For inference, also install alpamayo_r1:

pip install git+https://github.com/NVlabs/alpamayo.git

Usage

DataLoader

from alpamayo_tools import PhysicalAIDataset, DatasetConfig, collate_fn
from torch.utils.data import DataLoader

config = DatasetConfig(
    clip_ids=["clip_001", "clip_002"],
    cameras=("camera_front_wide_120fov", "camera_front_tele_30fov"),
    num_frames=4,
)

dataset = PhysicalAIDataset(config)

# Recommended: Download all data upfront (MUCH faster than streaming)
dataset.download()  # Downloads by chunk, uses parallel workers

loader = DataLoader(dataset, batch_size=4, collate_fn=collate_fn)

for batch in loader:
    frames = batch["frames"]  # (B, N_cam, T, 3, H, W)
    history = batch["ego_history_xyz"]  # (B, 16, 3)
    future = batch["ego_future_xyz"]  # (B, 64, 3)

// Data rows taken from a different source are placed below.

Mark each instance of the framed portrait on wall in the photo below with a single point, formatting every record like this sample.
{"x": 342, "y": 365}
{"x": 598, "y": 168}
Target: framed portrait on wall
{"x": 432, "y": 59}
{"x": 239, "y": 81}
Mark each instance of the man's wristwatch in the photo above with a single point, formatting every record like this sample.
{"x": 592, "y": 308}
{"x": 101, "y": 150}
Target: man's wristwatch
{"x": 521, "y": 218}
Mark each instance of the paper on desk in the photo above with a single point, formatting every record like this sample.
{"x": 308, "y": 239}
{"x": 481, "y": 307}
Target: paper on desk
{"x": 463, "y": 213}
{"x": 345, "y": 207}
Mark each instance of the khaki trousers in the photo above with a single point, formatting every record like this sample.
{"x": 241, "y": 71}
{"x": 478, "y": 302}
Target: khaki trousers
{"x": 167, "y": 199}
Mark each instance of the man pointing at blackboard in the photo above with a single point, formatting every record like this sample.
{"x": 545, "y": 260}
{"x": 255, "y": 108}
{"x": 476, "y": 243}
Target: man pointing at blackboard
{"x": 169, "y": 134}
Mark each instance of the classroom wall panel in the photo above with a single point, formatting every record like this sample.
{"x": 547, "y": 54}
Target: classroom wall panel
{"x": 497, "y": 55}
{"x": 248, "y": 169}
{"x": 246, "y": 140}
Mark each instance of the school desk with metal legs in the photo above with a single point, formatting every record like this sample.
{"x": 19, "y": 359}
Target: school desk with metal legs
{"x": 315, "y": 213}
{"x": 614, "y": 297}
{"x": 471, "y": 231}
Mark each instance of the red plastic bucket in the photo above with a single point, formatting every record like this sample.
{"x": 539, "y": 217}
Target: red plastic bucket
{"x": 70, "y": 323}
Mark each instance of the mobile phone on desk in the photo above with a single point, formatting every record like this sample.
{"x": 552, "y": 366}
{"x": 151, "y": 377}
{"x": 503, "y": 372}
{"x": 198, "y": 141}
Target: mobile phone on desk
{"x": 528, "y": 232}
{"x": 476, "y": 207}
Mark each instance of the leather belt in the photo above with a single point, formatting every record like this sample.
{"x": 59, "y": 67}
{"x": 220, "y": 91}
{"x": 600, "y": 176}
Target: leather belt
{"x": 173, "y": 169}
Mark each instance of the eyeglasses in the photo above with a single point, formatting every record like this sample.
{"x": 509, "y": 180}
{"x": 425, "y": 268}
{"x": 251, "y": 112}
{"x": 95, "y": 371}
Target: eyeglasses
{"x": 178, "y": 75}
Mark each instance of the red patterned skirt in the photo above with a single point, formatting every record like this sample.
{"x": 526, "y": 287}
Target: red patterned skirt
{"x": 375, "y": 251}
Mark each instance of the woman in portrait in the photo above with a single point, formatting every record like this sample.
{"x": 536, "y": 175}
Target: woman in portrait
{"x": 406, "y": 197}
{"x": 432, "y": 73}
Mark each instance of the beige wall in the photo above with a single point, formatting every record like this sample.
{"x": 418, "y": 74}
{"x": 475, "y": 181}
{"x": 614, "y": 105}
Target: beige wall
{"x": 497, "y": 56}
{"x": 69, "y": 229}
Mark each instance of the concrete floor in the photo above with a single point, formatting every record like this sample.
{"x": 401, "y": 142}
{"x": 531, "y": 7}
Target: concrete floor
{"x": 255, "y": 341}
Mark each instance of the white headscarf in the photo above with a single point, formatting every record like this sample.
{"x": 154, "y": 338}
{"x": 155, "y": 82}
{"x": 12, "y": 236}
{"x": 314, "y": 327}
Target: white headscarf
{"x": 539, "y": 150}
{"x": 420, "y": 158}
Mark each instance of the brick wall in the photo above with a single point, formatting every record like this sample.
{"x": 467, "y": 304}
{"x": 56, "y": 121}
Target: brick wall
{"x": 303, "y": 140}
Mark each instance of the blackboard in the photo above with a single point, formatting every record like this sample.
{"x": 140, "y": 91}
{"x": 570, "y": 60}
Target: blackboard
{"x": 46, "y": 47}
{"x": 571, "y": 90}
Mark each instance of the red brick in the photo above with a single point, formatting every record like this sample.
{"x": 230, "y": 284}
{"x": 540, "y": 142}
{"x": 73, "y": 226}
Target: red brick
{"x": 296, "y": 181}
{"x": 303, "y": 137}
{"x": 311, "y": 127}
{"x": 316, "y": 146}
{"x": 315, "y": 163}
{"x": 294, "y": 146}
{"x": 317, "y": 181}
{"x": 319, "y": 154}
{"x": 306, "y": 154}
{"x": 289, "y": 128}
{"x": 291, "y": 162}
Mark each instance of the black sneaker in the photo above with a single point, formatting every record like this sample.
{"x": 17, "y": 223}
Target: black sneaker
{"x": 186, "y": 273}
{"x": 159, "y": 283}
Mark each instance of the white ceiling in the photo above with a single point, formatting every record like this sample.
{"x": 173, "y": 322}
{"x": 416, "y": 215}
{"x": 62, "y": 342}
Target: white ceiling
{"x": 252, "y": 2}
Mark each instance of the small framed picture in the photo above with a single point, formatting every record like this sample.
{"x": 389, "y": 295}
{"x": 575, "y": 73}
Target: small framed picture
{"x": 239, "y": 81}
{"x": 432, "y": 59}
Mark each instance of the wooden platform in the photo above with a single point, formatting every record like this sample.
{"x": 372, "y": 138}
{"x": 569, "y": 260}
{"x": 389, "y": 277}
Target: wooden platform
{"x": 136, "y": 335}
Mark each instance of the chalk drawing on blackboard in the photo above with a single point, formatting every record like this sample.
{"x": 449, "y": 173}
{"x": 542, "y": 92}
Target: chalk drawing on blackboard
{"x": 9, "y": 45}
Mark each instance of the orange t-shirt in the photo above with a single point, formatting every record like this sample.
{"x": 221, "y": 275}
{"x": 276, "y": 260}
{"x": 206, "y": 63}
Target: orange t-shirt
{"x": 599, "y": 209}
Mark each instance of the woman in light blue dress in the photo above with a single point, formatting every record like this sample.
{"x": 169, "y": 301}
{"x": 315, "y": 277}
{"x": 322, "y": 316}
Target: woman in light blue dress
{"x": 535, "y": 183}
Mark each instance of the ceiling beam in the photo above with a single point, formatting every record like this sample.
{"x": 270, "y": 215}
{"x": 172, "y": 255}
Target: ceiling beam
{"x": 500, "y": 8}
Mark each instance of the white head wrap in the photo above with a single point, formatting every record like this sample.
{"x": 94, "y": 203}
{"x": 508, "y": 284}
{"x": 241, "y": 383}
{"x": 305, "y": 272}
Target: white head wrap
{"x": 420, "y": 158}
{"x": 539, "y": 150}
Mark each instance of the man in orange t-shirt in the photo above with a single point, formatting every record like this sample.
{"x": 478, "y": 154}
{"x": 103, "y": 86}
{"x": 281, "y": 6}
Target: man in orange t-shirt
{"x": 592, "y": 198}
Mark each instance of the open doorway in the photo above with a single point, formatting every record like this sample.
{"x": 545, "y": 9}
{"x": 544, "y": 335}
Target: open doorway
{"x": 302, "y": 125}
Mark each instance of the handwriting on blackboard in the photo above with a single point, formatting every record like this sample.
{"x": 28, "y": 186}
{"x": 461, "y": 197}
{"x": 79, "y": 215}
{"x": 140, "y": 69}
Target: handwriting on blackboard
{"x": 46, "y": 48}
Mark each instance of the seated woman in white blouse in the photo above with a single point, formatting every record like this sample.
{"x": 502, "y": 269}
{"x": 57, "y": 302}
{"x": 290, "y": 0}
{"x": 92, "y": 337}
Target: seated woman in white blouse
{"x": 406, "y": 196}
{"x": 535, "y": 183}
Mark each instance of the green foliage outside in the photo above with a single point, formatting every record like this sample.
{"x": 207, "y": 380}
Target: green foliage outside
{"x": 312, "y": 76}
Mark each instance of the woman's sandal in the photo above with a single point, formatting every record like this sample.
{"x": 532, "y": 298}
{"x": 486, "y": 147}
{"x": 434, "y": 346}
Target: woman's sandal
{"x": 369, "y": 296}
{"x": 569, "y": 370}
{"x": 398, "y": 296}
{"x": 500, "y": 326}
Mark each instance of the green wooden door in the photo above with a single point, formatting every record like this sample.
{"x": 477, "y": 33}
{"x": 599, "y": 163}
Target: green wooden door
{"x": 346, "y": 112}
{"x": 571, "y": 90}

Why download first? The PhysicalAI-AV dataset is organized by chunks, each containing multiple clips. Downloading by chunk is much faster than streaming clip-by-clip (one HTTP request per chunk vs per clip). The download() method groups your clips by chunk and downloads them with parallel workers.

For quick testing with a few clips, you can still stream:

config = DatasetConfig(clip_ids=["clip_001"], stream=True)

Inference

from alpamayo_tools.inference import AlpamayoPredictor
import torch

predictor = AlpamayoPredictor.from_pretrained("nvidia/Alpamayo-R1-10B", dtype=torch.bfloat16)
result = predictor.predict_from_clip("clip_001", t0_us=5_100_000)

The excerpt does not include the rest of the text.